Sex traffickers target children because of their vulnerability and naivety. The average age of entry into prostitution is 12 to 14 years old and traffickers are known to recruit at schools, malls, and right now the major means of recruiting is through social media. Recruitment takes many forms: solicitation by other women or girls recruiting on behalf of the sex trafficker; the “boyfriend” approach of appearing romantically interested while slowly coercing them into prostitution; and even the “daddy “ form where men promise to care for and be a father figure to the girls who long for protection and provision.
As a parent you may be asking, “what can I do?” Here are four things that you can do to help prevent your child from being lured away by a trafficker:
Educate your children about human trafficking.
Let them know that it is here, what it looks like and to talk to you or another trusted adult if they think they see it. Discuss ways children and teens are targeted for sex trafficking. Let them know that traffickers specifically try to woo young girls and boys with promises of a better life—whether it is promises of love and attention or promises of nice things and trips – these traffickers look for ways of exploiting dreams. Traffickers can be male or female even classmates. Sometimes traffickers use kids to recruit kids.
Talk to your children about social media.
Help your children to define friendships. Social media has distorted our children’s understanding of what friendship means. Teach them that a friend is not someone you met yesterday and that a friend on Facebook is not real friendship.
It is important to provide practical safety tips like:
- don’t share personal information on the Internet;
- don’t accept Facebook requests from people that you don’t know;
- never share naked pictures of yourself with anyone;
- and tell a parent or a trusted adult if you feel threatened or uncomfortable.
Technology is a big part of how sex trafficking happens with youth.
Know your children’s passwords and what is on their phones. Have access to their emails, texts, instagram, etc. Remember that privacy and safety are both important.

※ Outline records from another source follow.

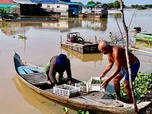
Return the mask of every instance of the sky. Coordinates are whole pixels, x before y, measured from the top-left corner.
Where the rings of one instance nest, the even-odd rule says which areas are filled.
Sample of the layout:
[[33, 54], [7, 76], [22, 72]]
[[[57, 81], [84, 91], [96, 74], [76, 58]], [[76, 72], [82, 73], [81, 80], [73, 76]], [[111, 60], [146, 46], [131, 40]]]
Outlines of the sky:
[[[71, 1], [87, 4], [88, 1], [91, 1], [91, 0], [71, 0]], [[115, 2], [115, 0], [93, 0], [93, 1], [101, 2], [101, 3]], [[123, 0], [123, 1], [124, 1], [124, 4], [127, 6], [131, 6], [132, 4], [138, 4], [138, 5], [152, 4], [152, 0]]]

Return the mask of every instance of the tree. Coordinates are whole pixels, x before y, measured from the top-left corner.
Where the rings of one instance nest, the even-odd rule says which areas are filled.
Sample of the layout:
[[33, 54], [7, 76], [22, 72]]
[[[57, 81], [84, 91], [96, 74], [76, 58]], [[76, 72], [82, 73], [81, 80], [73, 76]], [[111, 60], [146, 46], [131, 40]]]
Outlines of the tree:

Technological devices available include: GPS tracking devices that can be placed on phones, clothes, and in backpacks which help parents and authorities track your child and find them when they are first missing. DNA scent kits which can be used to help authorities and dogs track a scent trait.
Pay attention to your children.
Monitor their social media accounts, find ways to meet their friends, their friend’s parents and those they hang out with. Be alert to boyfriends who are much older, or friendships that tend to isolate your child from other friends or family. Take notice if your child has new clothing items, cell phone or other items that they would not normally have and inquire about where them came from.